Employment related securities bulletin 62 (November 2025)
Find out about announcements at Autumn Budget 2025, including Private Intermittent Securities and Capital Exchange System (PISCES), Enterprise Management Incentives (EMI) and the published Summary of Responses to the Share Incentive Plans (SIP) and Save As You Earn (SAYE) 2023 Call for Evidence.
Private Intermittent Securities and Capital Exchange System (PISCES)
PISCES is a new type of stock market for the secondary trading of existing private company shares and is designed to support private companies to scale and grow.
The Financial Conduct Authority have approved the London Stock Exchange and JP Jenkins to operate PISCES platforms.

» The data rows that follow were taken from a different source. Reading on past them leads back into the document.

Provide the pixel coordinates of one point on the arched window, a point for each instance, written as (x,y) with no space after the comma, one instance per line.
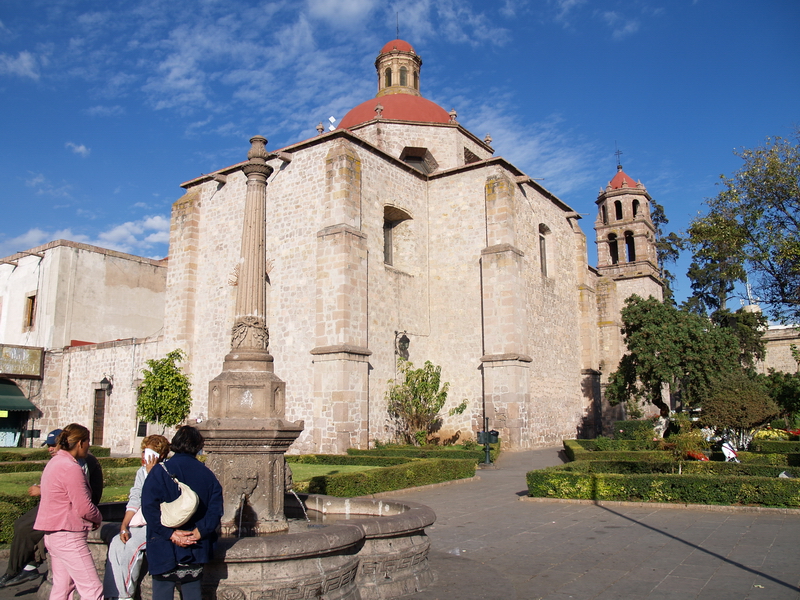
(630,246)
(613,248)
(393,219)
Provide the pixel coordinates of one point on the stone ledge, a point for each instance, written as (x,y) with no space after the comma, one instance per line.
(341,349)
(506,357)
(500,248)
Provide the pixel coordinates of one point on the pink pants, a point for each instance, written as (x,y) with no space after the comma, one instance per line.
(72,565)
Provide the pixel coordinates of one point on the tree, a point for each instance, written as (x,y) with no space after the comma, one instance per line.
(752,231)
(737,406)
(669,349)
(748,328)
(415,402)
(668,248)
(165,394)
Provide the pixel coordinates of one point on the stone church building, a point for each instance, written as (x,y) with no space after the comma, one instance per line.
(398,232)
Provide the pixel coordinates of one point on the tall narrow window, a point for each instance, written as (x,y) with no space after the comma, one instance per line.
(388,242)
(395,236)
(30,311)
(613,248)
(630,246)
(544,230)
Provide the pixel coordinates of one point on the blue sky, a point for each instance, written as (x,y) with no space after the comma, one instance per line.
(108,106)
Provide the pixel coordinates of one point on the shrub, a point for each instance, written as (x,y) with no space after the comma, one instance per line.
(738,404)
(774,446)
(556,482)
(412,474)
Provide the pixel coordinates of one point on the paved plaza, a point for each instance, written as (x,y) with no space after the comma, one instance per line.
(491,543)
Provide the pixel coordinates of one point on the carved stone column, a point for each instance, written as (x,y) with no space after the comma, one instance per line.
(246,433)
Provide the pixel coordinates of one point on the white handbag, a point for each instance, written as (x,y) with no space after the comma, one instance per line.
(176,513)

To ensure the tax system keeps pace with innovation in the wider economy, the government announced on 15 May 2025 that it would introduce legislation in the Finance Bill 2025-26 to allow companies to amend Enterprise Management Incentives (EMI) and Company Share Option Plan (CSOP) contracts to include a sale on a PISCES platform as a specified exercise event.

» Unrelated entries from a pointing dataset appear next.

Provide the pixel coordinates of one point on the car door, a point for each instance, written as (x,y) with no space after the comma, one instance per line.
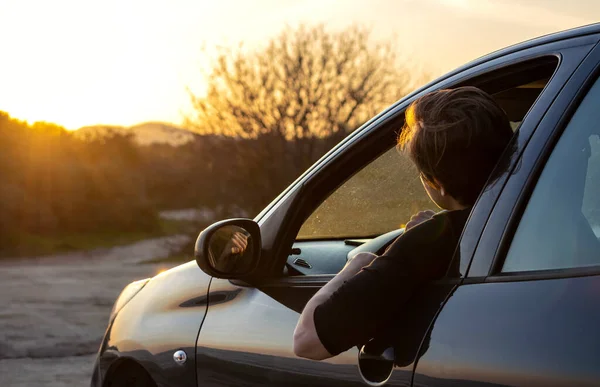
(355,199)
(527,313)
(247,339)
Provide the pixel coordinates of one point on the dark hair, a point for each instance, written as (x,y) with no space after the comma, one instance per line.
(456,137)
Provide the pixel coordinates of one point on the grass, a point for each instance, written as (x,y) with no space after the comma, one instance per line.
(36,245)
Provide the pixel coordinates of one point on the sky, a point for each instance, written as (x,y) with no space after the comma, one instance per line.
(88,62)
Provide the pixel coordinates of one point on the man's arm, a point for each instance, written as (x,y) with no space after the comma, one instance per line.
(306,341)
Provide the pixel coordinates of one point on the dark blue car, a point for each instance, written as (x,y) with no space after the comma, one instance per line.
(523,308)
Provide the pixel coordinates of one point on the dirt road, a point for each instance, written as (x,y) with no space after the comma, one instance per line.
(55,309)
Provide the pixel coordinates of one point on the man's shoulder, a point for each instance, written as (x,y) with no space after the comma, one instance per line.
(433,236)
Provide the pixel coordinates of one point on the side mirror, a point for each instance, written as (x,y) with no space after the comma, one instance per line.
(229,249)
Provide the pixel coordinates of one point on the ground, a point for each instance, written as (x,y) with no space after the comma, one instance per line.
(56,309)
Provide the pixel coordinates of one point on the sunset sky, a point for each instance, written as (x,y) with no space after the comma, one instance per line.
(84,62)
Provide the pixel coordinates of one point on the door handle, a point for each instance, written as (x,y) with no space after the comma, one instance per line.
(375,363)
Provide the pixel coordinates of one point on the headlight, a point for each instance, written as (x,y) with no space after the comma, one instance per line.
(126,295)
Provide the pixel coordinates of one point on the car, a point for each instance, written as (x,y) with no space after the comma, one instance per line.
(520,304)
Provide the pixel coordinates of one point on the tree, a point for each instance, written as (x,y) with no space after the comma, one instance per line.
(295,98)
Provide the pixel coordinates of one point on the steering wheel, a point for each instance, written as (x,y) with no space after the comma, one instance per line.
(376,245)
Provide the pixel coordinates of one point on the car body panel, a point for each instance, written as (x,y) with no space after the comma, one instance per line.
(163,317)
(530,333)
(527,329)
(246,340)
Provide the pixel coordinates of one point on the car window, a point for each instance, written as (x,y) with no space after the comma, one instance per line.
(560,227)
(379,198)
(384,194)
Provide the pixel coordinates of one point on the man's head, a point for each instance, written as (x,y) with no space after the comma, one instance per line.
(455,138)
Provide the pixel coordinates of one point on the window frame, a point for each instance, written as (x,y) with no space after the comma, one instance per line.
(283,219)
(531,164)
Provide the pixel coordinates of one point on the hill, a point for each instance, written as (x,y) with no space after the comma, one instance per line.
(144,134)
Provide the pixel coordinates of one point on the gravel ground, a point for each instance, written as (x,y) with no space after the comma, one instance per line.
(56,308)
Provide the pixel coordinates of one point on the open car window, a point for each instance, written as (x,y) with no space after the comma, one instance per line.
(384,194)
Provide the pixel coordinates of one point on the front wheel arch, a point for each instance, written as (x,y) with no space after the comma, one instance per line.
(128,373)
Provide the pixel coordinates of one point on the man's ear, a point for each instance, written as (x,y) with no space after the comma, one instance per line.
(439,187)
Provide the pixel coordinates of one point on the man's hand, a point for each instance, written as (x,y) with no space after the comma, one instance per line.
(418,219)
(357,262)
(236,245)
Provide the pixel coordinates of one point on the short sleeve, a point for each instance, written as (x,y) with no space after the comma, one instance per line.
(367,302)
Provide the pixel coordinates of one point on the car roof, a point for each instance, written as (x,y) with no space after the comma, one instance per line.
(542,40)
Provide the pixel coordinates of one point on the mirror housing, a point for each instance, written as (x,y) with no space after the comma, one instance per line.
(229,249)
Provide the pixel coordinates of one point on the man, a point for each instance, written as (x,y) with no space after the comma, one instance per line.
(455,138)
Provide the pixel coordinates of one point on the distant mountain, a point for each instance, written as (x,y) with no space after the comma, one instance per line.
(144,134)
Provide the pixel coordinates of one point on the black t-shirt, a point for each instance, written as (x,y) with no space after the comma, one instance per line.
(367,302)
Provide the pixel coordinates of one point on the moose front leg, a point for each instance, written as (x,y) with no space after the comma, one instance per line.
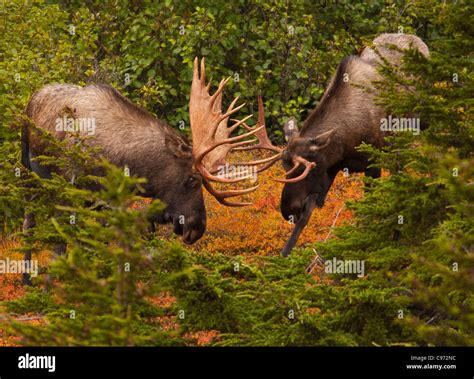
(308,208)
(28,223)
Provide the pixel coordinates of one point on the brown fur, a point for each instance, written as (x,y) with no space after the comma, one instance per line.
(346,116)
(127,135)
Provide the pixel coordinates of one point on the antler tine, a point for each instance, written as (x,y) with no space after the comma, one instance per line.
(221,196)
(264,141)
(211,136)
(297,160)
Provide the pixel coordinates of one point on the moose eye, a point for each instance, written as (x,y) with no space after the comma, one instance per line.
(192,181)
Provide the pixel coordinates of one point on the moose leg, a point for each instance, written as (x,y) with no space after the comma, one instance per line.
(312,201)
(373,172)
(308,208)
(28,223)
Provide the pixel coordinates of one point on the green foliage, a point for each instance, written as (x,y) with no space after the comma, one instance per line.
(418,285)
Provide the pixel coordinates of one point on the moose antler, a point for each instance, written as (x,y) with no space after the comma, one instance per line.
(209,130)
(298,161)
(263,141)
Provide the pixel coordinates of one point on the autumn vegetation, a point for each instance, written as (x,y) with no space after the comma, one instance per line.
(120,285)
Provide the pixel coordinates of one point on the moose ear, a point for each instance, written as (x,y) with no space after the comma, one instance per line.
(321,141)
(178,147)
(290,128)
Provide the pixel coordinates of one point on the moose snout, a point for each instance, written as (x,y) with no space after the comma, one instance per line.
(292,212)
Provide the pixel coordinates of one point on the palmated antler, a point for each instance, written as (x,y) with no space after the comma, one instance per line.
(298,161)
(263,142)
(209,130)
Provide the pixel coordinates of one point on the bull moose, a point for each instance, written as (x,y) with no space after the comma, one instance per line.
(127,135)
(346,116)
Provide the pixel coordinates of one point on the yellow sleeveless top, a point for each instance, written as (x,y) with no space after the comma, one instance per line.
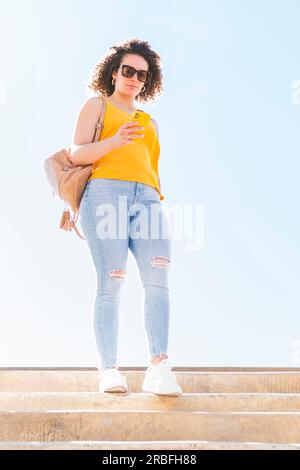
(133,162)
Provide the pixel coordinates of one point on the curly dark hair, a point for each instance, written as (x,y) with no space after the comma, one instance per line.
(101,75)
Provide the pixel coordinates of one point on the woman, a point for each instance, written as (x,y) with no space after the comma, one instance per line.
(125,175)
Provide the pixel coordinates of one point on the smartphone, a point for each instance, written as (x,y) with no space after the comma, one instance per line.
(142,118)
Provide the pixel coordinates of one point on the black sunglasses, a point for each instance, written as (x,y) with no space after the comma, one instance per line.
(128,72)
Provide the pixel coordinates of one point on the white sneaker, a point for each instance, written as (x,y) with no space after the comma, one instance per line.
(112,381)
(161,380)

This legislation was previously published for consultation and has been amended following feedback.
The updated legislation allows existing EMI and CSOP contracts, granted prior to 6 April 2028, to be amended to include a sale on a PISCES platform as a specified exercise event without losing the tax advantages the scheme offers.
This is provided that the new legislative requirements and all other requirements of the schemes are met.
This change will support scaling companies to achieve liquidity and allow their key employees to more easily reap the benefits of EMI and CSOP.
What this means in practice
There will be no change to the way employment related securities are reported to HMRC and there will be no change to the existing EMI or CSOP templates.
Companies are able to amend existing EMI and CSOP contracts that have been granted before 6 April 2028 to allow a sale on a PISCES platform as an exercisable event.
The inclusion of PISCES in existing CSOP or EMI options will be treated as if it had been included in the contract at the time at which the option was originally granted. It will therefore not be treated as a change to the fundamental terms of the option and not cause the loss of associated tax advantages.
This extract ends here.